High-Performance Computing¶

Supported Parallel Algorithms¶

Algorithm	Serial	OpenMP	CUDA	MPI
GWRBasic	✅	✅	✅	✅
GWRMultiscale	✅	✅	✅	Serial × \(n_{var}\)
GWSS (Average)	✅	✅	—	—
GWSS (Correlation)	✅	✅	—	—

Notes:

Serial (SerialOnly): single-threaded; suitable for small datasets or debugging.
OpenMP: shared-memory multi-threading; suitable for single-node multi-core machines. Requires ENABLE_OPENMP at build time.
CUDA: NVIDIA GPU acceleration; suitable for large datasets. Requires ENABLE_CUDA at build time.
MPI: distributed computing; suitable for multi-node clusters. Requires ENABLE_MPI at build time.

Multi-Threading (OpenMP)¶

Enables shared-memory parallel computation via OpenMP. The core per-sample model fitting loop is parallelised, with each thread independently computing coefficient estimates for a subset of samples.

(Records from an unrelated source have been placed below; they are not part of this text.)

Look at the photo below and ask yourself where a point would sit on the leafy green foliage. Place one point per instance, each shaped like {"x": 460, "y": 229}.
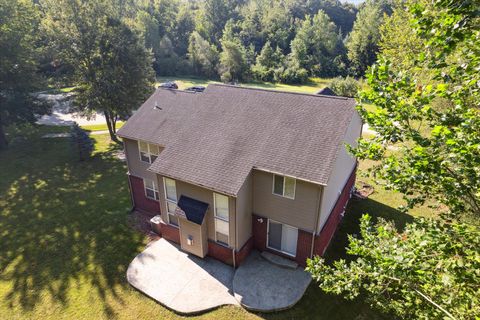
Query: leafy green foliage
{"x": 347, "y": 87}
{"x": 434, "y": 123}
{"x": 113, "y": 73}
{"x": 19, "y": 53}
{"x": 363, "y": 41}
{"x": 317, "y": 46}
{"x": 430, "y": 270}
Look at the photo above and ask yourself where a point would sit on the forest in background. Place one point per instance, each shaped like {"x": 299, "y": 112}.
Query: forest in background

Setting the number of threads:

from pygwmodel import GWRBasic, ParallelType, BandwidthWeight, CRSDistance

algorithm = GWRBasic(data, y, x,
                     weight=BandwidthWeight(36.0, adaptive=True),
                     distance=CRSDistance()).enable_parallel(
    ParallelType.OpenMP, threads=4
).fit()

GWRMultiscale also supports OpenMP:

from pygwmodel import GWRMultiscale

algorithm = GWRMultiscale(data, y, x, weights).enable_parallel(
    ParallelType.OpenMP, threads=8
).fit()

Recommended thread count: set to the number of physical CPU cores.

GPU Acceleration (CUDA)¶

Offloads the locally weighted regression matrix operations to a NVIDIA GPU, suitable for larger datasets.

Group Size (`group_size`)¶

group_size controls how many samples’ coefficient estimates are computed together on the GPU in one batch. Larger groups make better use of GPU parallelism but are constrained by GPU memory. The internal constraint is:

\[k \times n \times g \times 8 < \text{GPU Memory}\]

where \(k\) is the number of independent variables, \(n\) is the number of samples, and \(g\) is the group size.

Usage:

algorithm = GWRBasic(data, y, x,
                     weight=BandwidthWeight(36.0, adaptive=True),
                     distance=CRSDistance()).enable_parallel(
    ParallelType.CUDA, gpu_id=0, group_size=64
).fit()

For GWRMultiscale:

algorithm = GWRMultiscale(data, y, x, weights).enable_parallel(
    ParallelType.CUDA, gpu_id=0, group_size=128
).fit()

Performance Tips¶

Scenario	Recommendation
Small datasets (\(n < 1000\))	Serial is sufficient; overhead is negligible
Medium datasets (\(n < 10^4\))	Use OpenMP with thread count equal to CPU cores
Large datasets (\(n > 10^4\))	Use CUDA if available; otherwise OpenMP
Speeding up GWRMultiscale	Set `has_hat_matrix=False` to skip hat matrix computation, significantly reducing memory and computational cost
GWRMultiscale convergence	Increase `criterion_threshold` to reduce iterations (trades slight accuracy)